Developer: Thatgamecompany
Price: Free
Size: 196 MB
Version: 0.5.6
Platform: iPhone & iPad
Sky: Children of Light has been on an appropriately trying journey, from iPhone X-era showcase to eventual full release some two years later.
We say appropriate because this is a game from the talented developer of Journey, a console game that had many people ooh-ing and ahh-ing over its pronounced artistic sensibility some years back. But also appropriate because Sky: Children of Light is all about an epic journey of discovery and self-improvement.
It’s not a journey you’ll take alone, either. The most interesting thing about this lavish third-person adventure is that while you’re embarking on your heroic quest, a dozen or so other players are experiencing the same moment with you. You can see their little ghost-like figures running around each hub of an environment.

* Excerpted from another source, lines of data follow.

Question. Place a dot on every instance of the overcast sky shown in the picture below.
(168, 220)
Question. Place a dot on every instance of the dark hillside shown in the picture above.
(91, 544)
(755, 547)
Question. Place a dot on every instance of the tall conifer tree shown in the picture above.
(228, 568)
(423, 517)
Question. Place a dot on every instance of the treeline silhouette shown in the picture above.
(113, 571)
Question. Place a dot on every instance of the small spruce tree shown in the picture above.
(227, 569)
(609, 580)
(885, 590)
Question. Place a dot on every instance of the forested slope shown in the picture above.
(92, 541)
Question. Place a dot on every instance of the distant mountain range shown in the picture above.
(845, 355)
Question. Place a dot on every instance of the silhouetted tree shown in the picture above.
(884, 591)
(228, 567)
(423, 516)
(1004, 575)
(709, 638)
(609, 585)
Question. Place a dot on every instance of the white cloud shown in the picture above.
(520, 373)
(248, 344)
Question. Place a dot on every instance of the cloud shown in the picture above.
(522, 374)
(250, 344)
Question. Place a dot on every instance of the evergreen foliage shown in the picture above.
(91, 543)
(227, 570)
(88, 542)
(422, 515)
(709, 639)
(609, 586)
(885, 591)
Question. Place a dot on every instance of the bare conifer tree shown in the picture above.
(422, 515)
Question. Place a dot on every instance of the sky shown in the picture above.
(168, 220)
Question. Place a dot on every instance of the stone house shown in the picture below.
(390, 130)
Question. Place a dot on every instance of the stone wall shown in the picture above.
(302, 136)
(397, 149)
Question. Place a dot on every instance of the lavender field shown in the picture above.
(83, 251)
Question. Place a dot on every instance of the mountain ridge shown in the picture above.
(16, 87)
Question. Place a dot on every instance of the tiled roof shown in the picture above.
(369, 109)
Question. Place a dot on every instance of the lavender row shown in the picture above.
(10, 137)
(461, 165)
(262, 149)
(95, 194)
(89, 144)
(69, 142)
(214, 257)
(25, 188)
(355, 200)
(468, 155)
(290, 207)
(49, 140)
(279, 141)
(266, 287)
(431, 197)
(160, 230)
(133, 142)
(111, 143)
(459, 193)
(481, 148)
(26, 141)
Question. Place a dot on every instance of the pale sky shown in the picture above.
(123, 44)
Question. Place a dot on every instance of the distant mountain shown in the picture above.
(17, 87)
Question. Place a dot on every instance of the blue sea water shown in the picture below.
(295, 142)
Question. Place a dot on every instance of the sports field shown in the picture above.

Approach them and you can tap to form ad-hoc raid parties, or communicate with your fellow questers through a series of gestures and mimes. Sit on a bench, and you can even exchange text chats.
Perhaps ‘raid party’ is the wrong term to use here. For while Sky vaguely resembles an MMORPG (like World of Warcraft), there’s none of the same grindy combat. You’ll team up with randoms to solve simple switch-flicking (or rather candle lighting) puzzles, or because a certain piece of level furniture requires multiple players to budge. But there’s no ‘action’ as such.
There is plenty of drama, however. This is one of the most beautiful fantasy environments in mobile gaming, and Thatgamecompany knows exactly which forced camera angle and which orchestral swell will accentuate the game’s sweeping vistas.
Sky’s largely wordless story (barring some occasionally jarring help text) hints at arcane rituals that you’re somehow a central part of, but will never entirely understand. Basically, this is a game that trades in wonder.
It’s a shame that Sky: Children of Light controls so poorly, then. The virtual control stick that steers you over the game’s hilly terrain – and through the sky during its many breathless flight sequences – seems to have a mind of its own, as does a heavy-handed semi-auto camera.
Such structural flaws would wreck a lesser game. But in Sky: Children of Light, where there’s no other source of friction or any real fail state to speak of, the issues are far from game-breakers. Rather, they’re just two more trials that you and your fellow travelers need to overcome. And the journey really is the thing in Sky: Children of Light, bumps and all.